Review: Nichols's erotic memoir is his personal, sexual history of the years between 1961 and 1964, when gay life in America was alleged to have been one big closet. In fact, young, good-looking men like Nichols had the time of their lives, if they were discreet. AIDS was unheard of; and it was easier to seduce good-looking "straight" men in that simpler time. From 42nd Street in New York to 21st Street in Miami Beach, Nichols covered the waterfront.

As erotica, "The Tomcat Chronicles" is as stimulating and more literary than most of today's sex fiction. It is also required reading for all who are interested in gay American history and in the life of one of the gay community's most important activists and authors.

Rating: 5 stars
Summary: A great adventure in learning about life.
Review: This is really not so much an "erotic adventures" book as it is a charming story about the romantic adventures of an idealistic young activist exploring gay life in America in the 1960s.

Indeed, after finishing the first chapter in which Nichols describes his first erotic encounter with a new friend he's met on a Florida beach, I jokingly told friends this book looked like it would simply be pure "erotic homosexual propoganda". I'd never read such romantic hyperbolic descriptions of homosexual sex.

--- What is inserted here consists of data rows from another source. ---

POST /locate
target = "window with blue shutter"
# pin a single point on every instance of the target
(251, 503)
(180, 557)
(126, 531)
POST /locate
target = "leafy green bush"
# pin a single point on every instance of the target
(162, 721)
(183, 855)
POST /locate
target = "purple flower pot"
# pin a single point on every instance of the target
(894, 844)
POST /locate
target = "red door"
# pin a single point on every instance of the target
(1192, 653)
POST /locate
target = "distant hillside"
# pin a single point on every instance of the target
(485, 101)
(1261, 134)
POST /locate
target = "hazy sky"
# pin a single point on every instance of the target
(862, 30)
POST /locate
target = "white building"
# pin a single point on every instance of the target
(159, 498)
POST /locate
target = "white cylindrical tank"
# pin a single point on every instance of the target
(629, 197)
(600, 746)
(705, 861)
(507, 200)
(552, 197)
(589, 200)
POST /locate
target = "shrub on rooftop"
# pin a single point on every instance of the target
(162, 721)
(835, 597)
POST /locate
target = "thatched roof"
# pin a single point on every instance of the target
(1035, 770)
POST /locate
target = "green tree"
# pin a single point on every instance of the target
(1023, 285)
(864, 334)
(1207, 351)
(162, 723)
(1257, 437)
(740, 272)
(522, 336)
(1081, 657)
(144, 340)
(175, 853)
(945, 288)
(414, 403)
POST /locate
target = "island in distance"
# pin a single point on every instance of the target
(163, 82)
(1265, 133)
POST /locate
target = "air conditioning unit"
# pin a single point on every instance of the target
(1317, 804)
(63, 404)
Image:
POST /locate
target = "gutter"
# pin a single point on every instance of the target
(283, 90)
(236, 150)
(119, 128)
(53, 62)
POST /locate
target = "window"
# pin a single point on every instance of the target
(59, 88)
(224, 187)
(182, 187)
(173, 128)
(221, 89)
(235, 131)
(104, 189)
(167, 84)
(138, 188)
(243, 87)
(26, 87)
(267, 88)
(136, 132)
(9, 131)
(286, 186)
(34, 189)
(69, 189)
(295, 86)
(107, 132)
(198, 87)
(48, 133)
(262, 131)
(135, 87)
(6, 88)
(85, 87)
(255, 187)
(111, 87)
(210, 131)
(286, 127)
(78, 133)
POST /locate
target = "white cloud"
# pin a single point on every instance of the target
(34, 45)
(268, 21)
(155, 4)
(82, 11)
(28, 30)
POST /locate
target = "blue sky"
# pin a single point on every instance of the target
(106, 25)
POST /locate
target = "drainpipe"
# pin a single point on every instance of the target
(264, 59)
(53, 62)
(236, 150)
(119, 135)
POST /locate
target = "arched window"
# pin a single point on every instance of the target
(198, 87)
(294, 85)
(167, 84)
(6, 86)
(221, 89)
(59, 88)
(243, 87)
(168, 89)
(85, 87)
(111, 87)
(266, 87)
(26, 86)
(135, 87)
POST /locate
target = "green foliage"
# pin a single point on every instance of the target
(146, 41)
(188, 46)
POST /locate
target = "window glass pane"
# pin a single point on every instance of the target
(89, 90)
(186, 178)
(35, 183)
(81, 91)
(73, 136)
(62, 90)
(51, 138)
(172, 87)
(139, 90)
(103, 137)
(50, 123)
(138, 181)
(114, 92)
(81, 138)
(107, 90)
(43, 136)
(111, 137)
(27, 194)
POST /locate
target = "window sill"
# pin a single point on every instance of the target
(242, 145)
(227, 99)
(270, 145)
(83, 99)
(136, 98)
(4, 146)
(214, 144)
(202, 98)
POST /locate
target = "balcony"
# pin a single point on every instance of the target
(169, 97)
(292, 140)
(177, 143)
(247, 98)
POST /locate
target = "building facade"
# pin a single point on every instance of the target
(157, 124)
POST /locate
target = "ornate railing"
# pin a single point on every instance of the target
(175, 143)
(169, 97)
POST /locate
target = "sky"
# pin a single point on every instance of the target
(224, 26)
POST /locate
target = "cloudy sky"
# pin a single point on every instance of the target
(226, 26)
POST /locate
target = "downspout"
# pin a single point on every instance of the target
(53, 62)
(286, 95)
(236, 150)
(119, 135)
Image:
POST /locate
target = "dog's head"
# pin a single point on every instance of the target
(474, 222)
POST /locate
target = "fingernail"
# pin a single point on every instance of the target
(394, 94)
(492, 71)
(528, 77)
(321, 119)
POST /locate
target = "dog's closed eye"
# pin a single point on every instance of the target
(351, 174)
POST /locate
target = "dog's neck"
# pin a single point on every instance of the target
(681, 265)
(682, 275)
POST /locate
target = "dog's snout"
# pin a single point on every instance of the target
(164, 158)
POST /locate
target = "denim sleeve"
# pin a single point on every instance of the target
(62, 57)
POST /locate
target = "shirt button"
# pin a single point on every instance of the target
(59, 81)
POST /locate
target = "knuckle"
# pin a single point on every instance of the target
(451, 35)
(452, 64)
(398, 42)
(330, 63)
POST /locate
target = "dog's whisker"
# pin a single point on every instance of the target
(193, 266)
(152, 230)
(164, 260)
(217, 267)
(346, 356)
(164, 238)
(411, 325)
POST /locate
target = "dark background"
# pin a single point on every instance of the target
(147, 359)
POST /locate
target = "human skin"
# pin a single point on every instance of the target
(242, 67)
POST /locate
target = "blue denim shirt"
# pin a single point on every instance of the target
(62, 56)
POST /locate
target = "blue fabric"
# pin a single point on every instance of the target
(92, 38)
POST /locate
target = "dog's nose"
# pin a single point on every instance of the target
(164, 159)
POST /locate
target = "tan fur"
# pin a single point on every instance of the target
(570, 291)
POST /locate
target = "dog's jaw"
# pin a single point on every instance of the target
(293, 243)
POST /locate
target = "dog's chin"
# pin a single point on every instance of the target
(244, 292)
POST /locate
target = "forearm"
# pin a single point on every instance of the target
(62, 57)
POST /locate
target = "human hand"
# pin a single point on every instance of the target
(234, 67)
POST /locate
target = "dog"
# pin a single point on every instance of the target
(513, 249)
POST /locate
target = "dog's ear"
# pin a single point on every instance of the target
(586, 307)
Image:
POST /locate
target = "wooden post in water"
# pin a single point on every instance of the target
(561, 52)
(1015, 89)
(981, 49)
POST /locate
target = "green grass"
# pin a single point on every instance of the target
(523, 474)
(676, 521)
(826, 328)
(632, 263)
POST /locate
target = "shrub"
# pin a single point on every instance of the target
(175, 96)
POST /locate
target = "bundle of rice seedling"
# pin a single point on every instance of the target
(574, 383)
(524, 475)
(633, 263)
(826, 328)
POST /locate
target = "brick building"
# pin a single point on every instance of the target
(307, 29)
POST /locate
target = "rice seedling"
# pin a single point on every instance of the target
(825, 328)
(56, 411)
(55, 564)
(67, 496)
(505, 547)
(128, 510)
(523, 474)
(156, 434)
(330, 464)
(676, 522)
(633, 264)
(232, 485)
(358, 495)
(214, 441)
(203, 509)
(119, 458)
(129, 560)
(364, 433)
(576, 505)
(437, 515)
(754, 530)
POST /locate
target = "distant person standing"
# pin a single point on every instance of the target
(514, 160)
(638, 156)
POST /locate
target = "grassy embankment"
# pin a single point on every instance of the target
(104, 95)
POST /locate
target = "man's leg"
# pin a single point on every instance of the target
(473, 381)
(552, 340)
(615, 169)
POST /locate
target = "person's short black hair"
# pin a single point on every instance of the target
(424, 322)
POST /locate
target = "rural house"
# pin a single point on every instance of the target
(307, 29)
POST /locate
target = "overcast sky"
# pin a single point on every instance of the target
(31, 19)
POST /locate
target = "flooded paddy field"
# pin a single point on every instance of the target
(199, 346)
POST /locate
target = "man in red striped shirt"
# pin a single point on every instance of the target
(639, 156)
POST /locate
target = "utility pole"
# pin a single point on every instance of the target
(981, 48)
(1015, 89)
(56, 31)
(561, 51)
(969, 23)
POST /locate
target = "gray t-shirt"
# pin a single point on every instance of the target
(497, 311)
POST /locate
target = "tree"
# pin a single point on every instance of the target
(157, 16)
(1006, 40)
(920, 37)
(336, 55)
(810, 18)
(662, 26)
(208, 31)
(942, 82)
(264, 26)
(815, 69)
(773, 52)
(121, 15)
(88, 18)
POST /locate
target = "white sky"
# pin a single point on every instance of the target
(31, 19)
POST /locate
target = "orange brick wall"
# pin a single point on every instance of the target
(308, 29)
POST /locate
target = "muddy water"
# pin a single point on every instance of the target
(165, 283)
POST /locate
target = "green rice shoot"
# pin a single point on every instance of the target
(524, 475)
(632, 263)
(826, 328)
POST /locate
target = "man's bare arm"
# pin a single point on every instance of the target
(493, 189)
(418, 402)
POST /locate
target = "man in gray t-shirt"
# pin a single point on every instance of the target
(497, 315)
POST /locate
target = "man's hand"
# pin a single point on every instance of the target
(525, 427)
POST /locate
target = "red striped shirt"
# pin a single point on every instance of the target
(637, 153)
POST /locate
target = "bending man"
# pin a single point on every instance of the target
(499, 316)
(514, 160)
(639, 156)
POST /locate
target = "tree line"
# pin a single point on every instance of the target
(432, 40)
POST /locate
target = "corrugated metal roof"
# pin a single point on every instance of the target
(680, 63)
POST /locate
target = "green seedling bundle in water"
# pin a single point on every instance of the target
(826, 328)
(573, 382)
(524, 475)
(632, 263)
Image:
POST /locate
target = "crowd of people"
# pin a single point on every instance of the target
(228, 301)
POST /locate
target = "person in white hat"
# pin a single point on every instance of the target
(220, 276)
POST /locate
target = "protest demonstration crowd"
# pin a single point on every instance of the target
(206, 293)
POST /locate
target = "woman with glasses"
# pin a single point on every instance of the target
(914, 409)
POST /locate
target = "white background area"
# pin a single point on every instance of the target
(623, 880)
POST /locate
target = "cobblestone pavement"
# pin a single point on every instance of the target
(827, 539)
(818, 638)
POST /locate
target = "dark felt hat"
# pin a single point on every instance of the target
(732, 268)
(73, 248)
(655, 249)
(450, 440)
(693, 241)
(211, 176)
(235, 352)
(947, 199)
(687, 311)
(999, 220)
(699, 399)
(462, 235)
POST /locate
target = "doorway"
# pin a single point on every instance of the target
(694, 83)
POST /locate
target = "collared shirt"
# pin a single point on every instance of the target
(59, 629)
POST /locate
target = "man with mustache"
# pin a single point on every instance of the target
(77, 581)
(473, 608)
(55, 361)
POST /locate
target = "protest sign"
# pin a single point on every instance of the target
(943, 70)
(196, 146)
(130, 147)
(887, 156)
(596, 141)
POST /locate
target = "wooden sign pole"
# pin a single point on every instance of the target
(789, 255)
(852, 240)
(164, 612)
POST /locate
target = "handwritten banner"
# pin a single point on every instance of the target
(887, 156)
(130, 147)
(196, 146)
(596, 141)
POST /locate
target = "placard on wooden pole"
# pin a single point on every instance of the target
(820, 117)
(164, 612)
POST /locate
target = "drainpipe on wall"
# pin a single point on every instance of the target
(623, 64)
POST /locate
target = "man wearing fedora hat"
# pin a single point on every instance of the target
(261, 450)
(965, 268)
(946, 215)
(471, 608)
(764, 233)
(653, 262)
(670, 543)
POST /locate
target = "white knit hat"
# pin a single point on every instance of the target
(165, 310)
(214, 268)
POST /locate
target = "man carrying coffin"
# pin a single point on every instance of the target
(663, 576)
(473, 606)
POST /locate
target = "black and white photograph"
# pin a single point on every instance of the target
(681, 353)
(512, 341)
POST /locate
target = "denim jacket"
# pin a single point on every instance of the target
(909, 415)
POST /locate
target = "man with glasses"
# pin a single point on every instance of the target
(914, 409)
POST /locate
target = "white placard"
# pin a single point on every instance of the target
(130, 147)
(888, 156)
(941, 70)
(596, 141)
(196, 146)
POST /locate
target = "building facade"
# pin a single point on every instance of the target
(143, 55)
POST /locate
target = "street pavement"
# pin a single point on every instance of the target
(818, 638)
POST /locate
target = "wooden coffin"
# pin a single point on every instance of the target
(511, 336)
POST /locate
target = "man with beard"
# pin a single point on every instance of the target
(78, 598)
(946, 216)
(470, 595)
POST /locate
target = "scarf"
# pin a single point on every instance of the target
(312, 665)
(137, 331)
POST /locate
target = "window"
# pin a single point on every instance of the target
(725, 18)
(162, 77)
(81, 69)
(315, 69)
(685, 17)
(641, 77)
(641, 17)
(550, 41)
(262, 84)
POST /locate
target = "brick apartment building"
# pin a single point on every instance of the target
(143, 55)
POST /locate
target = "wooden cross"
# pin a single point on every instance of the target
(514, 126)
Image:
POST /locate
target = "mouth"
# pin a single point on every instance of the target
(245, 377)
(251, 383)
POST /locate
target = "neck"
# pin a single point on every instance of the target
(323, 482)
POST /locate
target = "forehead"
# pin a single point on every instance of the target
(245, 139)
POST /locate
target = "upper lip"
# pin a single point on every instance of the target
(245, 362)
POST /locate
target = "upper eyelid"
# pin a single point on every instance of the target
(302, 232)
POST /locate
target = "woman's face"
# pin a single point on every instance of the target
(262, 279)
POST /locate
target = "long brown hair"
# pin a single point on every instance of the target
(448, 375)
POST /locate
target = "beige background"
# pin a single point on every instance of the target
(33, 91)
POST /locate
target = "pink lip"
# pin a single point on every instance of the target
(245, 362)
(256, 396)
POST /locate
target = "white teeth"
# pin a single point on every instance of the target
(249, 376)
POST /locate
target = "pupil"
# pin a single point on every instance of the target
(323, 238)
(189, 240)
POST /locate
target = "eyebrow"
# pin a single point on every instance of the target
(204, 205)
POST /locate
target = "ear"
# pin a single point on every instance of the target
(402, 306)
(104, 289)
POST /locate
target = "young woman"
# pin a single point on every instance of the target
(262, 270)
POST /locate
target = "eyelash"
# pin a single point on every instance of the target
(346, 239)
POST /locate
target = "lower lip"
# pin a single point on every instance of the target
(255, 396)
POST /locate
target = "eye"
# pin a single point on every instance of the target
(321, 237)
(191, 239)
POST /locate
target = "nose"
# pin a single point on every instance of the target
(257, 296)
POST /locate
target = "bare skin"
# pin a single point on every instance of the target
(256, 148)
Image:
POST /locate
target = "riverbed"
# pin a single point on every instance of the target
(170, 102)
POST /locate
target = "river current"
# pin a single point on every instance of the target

Indeed, I suspected I had missed out on something all these years. I was almost jealous. If I had been heterosexual, I'd probably felt I'd really missed life's greatest experience: "homosexual sex"!

However, beginning with the second chapter, everything became "real" as Nichols commences a long quest trying to find his lost love.

In the process, he discovers that some people you encounter in life are not what they pretend to be. He hitches rides all over the country, finds hustling is one reliable means of survival, befriends his missing love's lesbian sister to bolster his position in a future reunion and explores gay and straight culture in small towns and large cities. Being tall, masculine and handsome made everything easier and more interesting.

Nichols has a great ability to make those strange characters he encounters come vividly to life. If you took the best of John Rechy and Jack Keroac and blended them together, you'd end up with a book like this.

The title seems to promise either masturbatory material or a dated 1960s sex memoir. This book is much more. It is a timeless story about life and romance, an exploration of the interaction between sex and love.